Woke up with this song running through my head.
I know why. Maybe it’s my immersion in all things religious and Mary as I finalize my book, or maybe its the thought-provoking classes with Dr. David Deane at the Atlantic School of Theology, but my moral indignation radar is seeming twitchy lately.
(PS: I would cheerfully follow poor David around all day just to listen to his wisdom but he’d probably put the cops onto me)(proper thing)
(PPS: I have to say, though, watching Dr. D. put together a coherent, caring response to people who ask him to explain Noah’s flood is a total delight. Go listen to him speak, if you can.)
I am perfectly aware my morality is a woefully flexible thing, perfectly able to balance loving support for the mentally ill on one hand with the sincere desire to wish harm on orange persons on the other. And, as I’ve mentioned, I am well acquainted with the seven deadlies. In fact, the first year after my marriage ended, I vowed to try each of them out. Research for writing, of course.
They are called deadly sins for good reason. All of them act in some way to decrease our joy in life, in the wonderful place we live, in each other. They squash gratitude. For me, they caused diabetes…
Which brings me to lust. I used to like a bit of lust. Gently dusted over my breakfast cereal, as it were. I’ve known that thrill of want–for me it is imprinted on my mind as the dilation of a man’s pupils, that zooming, unthinking rush of response. (ergo my complete inability to fight off men with blue eyes).
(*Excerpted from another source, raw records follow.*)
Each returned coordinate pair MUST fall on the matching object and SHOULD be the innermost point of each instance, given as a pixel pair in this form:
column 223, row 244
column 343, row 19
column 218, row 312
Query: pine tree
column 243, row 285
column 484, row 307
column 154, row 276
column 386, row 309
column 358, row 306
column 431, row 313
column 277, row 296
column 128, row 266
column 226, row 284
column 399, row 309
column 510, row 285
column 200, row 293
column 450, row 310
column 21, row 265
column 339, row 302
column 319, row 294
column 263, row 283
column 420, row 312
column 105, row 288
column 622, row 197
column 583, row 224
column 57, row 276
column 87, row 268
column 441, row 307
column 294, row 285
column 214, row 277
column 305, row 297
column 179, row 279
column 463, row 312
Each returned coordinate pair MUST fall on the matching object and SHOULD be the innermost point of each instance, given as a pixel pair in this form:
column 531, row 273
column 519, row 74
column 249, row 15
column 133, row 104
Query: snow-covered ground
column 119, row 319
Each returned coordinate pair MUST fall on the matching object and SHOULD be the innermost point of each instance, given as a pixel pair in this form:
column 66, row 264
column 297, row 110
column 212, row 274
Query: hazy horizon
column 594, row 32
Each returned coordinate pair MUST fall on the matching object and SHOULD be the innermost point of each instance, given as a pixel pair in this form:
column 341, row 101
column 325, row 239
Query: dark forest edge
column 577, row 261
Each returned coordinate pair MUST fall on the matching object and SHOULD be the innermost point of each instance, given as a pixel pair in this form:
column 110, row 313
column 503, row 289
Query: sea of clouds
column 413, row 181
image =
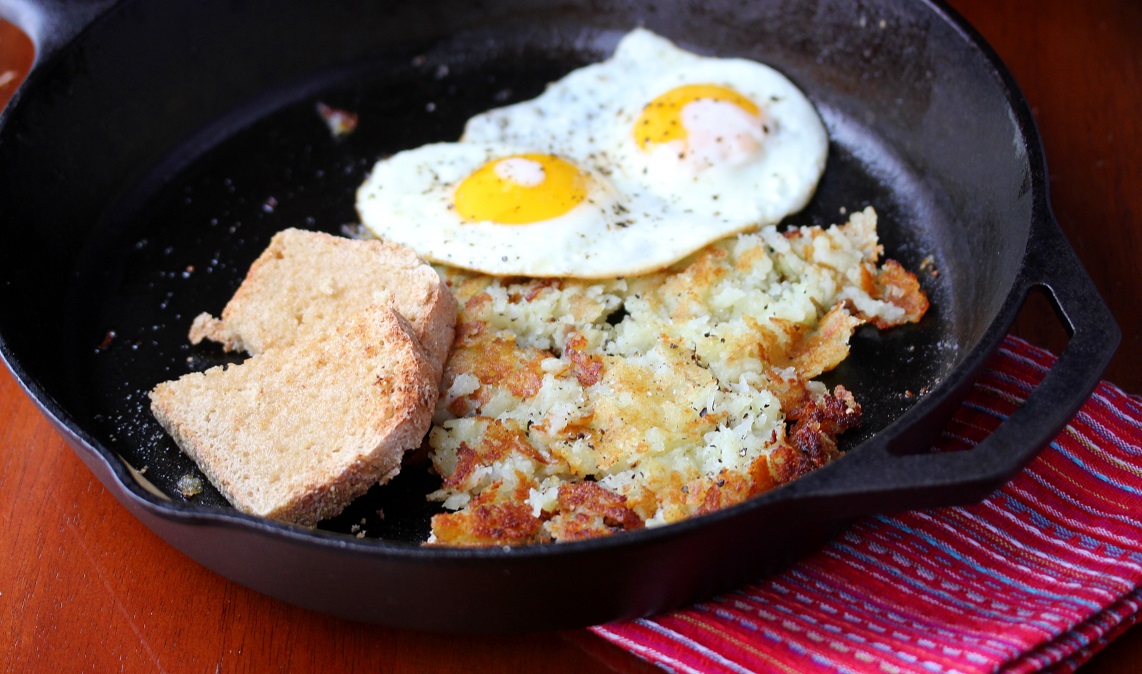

Many thanks to the fellow who showed me that trick. It still makes me smile.
But the ineffable Dr. D., Aquinas and most especially, Aristotle had something in what they said about how lust causes us to treat one another as objects to be used.
Which is why blue eyes aren’t enough for me anymore…sigh. (Though still a temptation…)
And why I can feel my spine readying for a snakelike strike when people talk blithely about insinuating themselves into a marriage because they have a crush on one of the partners. How insanely selfish of them.
I’m not perfect, have made so many mistakes, but I have tried to not knowingly insert myself in such a way. I’ve been lied to in this regard, and I’m still scraping my self-esteem up in a dustpan from that. Mea culpa…mea maxima culpa…
But to knowingly, willingly, try to extract someone from a marriage for your own purposes? To shred a relationship or more simply because you desire? It speaks to a level of self-centredness I find repellent.
And heaven knows, I can do self-centredness with the best. It’s my one carefully honed skill.
It’s also why dating sites should really be more like Eharmony, who, if you list yourself as being ‘separated’, tells you to go back and work on your marriage. A bit rigid, but perhaps a bit of screening would be helpful. Most dating sites simply assume that if you’ve recently bought a new toothbrush, everything, everybody is fair game. Makes seeking adult accompaniment a gruelling, embittering and despair-inducing experiment.
Which is why I like hanging out with my cat. Though, despite being a neutered male, he insists on humping anything fluffy. Some things never change.